Family keeps fun, caring spirit of soldier son alive
Event honoring him to help kids charity
Brenda Shaw can’t help laughing, even now, about all the practical jokes her son, Daniel J. Shaw, played on her during his 23 years.
Like the time he called home, two or three years ago, between his two tours of duty in Iraq. His mother heard a volley of shots over the phone before her son let out a yelp.
“Did I just get hit?” he asked.
“Run, run, run,” his mother screamed at him, before her son ’fessed up.
He was in California, at a target shooting range.
Or the time when Daniel Shaw kept tilting, ever so slightly, all the photos in the first-floor bathroom of their West Seneca home, trying to convince his mother that the house sat on a fault line.
“I was starting to believe him,” Brenda Shaw said. “He was just a good bs’er.”
Or the time Daniel Shaw called his parents from Denver, asking them to wire $500 bail money to him at the Denver jail. That wasn’t true, either.
“He used to bet his friends that he could get his mother swearing in two minutes,” said his father, Ronald.
Army Sgt. Daniel J. Shaw’s many practical jokes and pranks no doubt will take center stage at the Aug. 9 benefit being held in his memory.
Shaw was killed last Nov. 5 in an explosion in Iraq, where he served as a master breacher who knocked down doors in buildings suspected of holding weapons caches.
At the benefit, his pranks will have to share the spotlight with all the photos and stories about him and the kids of Iraq.
Shaw learned Arabic, and one small Iraqi boy, no more than 4 or 5, followed him around the streets. He gave the boy some trinkets and much-needed attention. The boy called him “Mister, Mister.”
Shaw’s Army buddies called him something else: Dad.
“His fellow soldiers would say, ‘Hey, Danny, your son’s around,’ ” Ronald Shaw recalled. “He’d go right to Danny.”
Shaw loved talking with the kids. It helped him learn the language, especially the slang.
But there was something else.
“He had a soft spot in his heart for little kids,” his mother said. “He would take it upon himself to become a guardian for those that were living in turmoil, especially the children.”
That’s why the Shaws and their daughter, Angela Hinterberger, have set up a fund in his memory at the Community Foundation for Greater Buffalo. The plan is to hold a fundraising event each year, with the proceeds earmarked for a local children’s charity.
This year’s event, featuring live music, a ticket auction, food and beer, will be held from 2 to 8 p. m. Aug. 9 at Post 8113, Veterans of Foreign Wars, on Leydecker Road in West Seneca. Tickets for the fundraiser, $20 now or $25 at the door, are available by calling 822-7929. Proceeds will benefit Haven House, a local shelter for abused women and children.

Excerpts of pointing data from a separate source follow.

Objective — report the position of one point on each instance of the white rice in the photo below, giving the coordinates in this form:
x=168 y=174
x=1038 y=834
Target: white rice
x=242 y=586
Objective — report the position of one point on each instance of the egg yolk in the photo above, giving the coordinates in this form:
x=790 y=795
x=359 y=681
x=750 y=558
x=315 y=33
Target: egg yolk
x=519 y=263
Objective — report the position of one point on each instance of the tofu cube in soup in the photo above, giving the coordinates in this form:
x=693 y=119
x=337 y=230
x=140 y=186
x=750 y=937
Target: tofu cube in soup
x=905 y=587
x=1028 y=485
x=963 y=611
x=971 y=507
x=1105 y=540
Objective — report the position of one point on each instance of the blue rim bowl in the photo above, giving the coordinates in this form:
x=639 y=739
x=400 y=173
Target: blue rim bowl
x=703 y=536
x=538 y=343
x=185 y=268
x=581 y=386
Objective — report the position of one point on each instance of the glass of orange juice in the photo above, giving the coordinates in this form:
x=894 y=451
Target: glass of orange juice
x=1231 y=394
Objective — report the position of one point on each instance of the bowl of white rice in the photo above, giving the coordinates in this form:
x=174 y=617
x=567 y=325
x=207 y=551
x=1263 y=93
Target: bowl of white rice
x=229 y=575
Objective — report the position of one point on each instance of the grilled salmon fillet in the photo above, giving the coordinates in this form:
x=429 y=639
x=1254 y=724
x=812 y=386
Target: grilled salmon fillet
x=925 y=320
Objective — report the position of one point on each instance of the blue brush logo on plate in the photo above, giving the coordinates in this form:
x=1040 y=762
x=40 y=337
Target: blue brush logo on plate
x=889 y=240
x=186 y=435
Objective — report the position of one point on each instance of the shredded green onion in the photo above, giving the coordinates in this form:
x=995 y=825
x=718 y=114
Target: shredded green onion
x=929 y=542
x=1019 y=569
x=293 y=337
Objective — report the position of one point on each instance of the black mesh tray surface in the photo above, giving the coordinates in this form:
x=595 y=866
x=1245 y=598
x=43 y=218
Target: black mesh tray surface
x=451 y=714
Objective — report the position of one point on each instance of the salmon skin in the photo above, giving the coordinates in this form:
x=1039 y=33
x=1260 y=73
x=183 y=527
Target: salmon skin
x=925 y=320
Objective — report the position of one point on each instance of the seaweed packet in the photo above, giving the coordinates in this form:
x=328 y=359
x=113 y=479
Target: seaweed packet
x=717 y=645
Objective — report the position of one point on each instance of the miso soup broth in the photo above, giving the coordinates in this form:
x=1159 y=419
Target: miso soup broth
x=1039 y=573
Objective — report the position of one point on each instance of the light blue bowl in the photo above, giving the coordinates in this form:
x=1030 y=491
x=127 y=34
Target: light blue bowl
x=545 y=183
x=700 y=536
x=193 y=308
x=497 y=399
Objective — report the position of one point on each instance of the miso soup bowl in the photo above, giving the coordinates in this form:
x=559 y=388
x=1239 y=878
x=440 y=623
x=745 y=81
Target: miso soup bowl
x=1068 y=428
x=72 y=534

“That’s why we chose Haven House,” his father said. “He always looked out to protect everybody, especially people who couldn’t protect themselves.”
Spend some time with Daniel Shaw’s family, and it’s not too difficult to reconcile two of his main interests — his love of kids and his practical jokes.
“He was a child at heart,” explained his brother-in-law, Karl Hinterberger. “He loved to play, and he never lost that.”
At Shaw’s funeral, on a picture- perfect morning two days after Veterans Day, the Rev. Adolph Kowalczyk told mourners, “Daniel, the man, never forgot the spirit of Danny, the boy.”
One of the family’s favorite stories is about the time Shaw invited his best friend, Sean O’- Brien, to a toga party.
The only problem: O’Brien was the only partygoer wearing a toga.
“Danny was laughing his head off, taking a picture of him,” Brenda Shaw said. “Sean came in and said, ‘Sorry I’m late. My sister helped me make this dress.’ ”
His family is convinced that Shaw’s spirit didn’t die with him, that the young peacemaker who liked to help others would be so proud that friends and family are doing something in his memory to help disadvantaged kids.
And they feel his presence in helping plan for the Aug. 9 event.
“It’s a way for him to show he’s going to stay around and encourage us to do good deeds,” his mother said, “to help his spirit live on.”